Charities can't bear budget cut burdenDecember 17, 2010 @ 5:15 am (Updated: 1:37 pm - 3/28/11 )
As she delivered the budget's bad news this week, Governor Gregoire challenged charities to fill the gap.
"For the functions government no longer will be able to provide, we must turn to neighbors, private charities, faith-based organizations, and other local programs," she said. "Our communities, more than ever, will be asked to step up."
When she returned to her Seattle office after her budget address Wednesday, she found a group of people. "I could recognize a couple of them," Gregoire told KIRO Radio's Ross and Burbank.
They were members of the state's charity community. "'We heard your call, governor,' they said. 'We're here to be that safety net.'"
"That's the kind of Washingtonian spirit we need to get through this," Gregoire said.
But are our state's non-profits capable of this monumental task?
"The first thing I'd respond to, is, what does she mean, a lot of the burden?" said Norm Rice, Seattle's mayor from 1989 to 1997, now president of the Seattle Foundation, which directs donors' donations to various local charities.

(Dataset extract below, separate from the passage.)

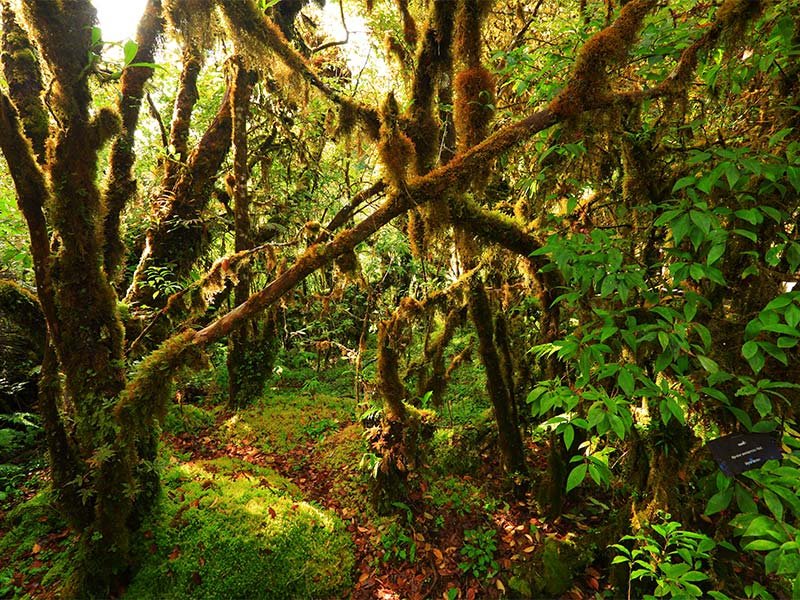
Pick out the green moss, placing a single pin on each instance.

"Clearly, the non-profit sector cannot be the replacement for the loss of state or federal dollars going on," he said.
It's just not big enough, said Jon Fine, the CEO of King County's United Way.

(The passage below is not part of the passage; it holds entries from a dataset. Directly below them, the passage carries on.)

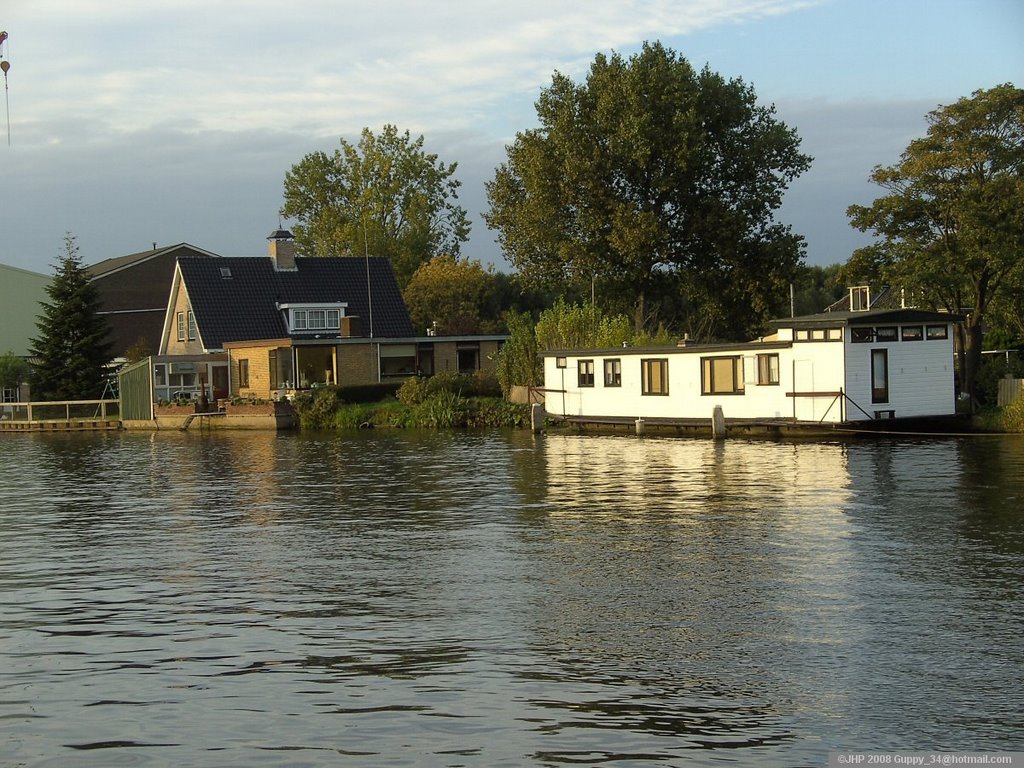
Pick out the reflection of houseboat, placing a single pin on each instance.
(835, 368)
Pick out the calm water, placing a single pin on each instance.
(396, 598)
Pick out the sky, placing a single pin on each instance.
(159, 121)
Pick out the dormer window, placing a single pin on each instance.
(313, 318)
(860, 299)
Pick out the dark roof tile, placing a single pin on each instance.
(244, 305)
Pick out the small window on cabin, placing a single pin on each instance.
(860, 299)
(767, 369)
(586, 373)
(654, 376)
(888, 333)
(912, 333)
(721, 376)
(613, 373)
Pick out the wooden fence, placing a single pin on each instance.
(57, 413)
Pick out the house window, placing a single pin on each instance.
(613, 373)
(586, 373)
(912, 333)
(767, 369)
(721, 375)
(468, 358)
(880, 376)
(654, 376)
(886, 334)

"Government spends way more than non-profits on health and human services," Fine said.
A United Way study, Fine said, found that 90 percent of that money is spent by government, while only 10 percent comes from the charity sector.
"What we do best is partner and find alliances to help that [government money] go further," Rice said. "It's not going to be a substitute for that loss."

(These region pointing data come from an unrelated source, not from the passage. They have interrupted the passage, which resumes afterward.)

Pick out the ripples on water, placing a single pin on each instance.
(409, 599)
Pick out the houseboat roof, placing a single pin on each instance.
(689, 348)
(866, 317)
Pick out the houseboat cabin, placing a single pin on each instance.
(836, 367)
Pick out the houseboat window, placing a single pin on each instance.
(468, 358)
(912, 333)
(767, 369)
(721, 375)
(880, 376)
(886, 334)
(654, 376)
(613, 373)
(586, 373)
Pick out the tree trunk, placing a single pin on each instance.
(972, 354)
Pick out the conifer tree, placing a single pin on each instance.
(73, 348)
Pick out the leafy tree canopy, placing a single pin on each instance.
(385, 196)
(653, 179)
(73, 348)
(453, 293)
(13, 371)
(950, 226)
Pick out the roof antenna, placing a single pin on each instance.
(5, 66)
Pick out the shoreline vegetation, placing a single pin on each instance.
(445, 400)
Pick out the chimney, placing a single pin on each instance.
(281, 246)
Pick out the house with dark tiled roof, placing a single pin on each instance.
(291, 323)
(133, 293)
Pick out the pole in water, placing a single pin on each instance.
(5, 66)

Non-profits can maximize their impact by getting leaner, Rice said. "What we'll have to do in these times is look at how to consolidate."
The draconian budget cuts don't come as a shock, Fine said. The Puget Sound nonprofit community has been gearing up for a challenge. "One example is, we've got a great parent-child home program going which is an investment up front, which is going to cause lots of savings in spending over time," he said.
That program might help soften the damage early education cuts will wreak. But Rice said that's all nonprofits can do: soften the fall -- for some.
"There are going to be a lot of people who fall through the cracks," he said.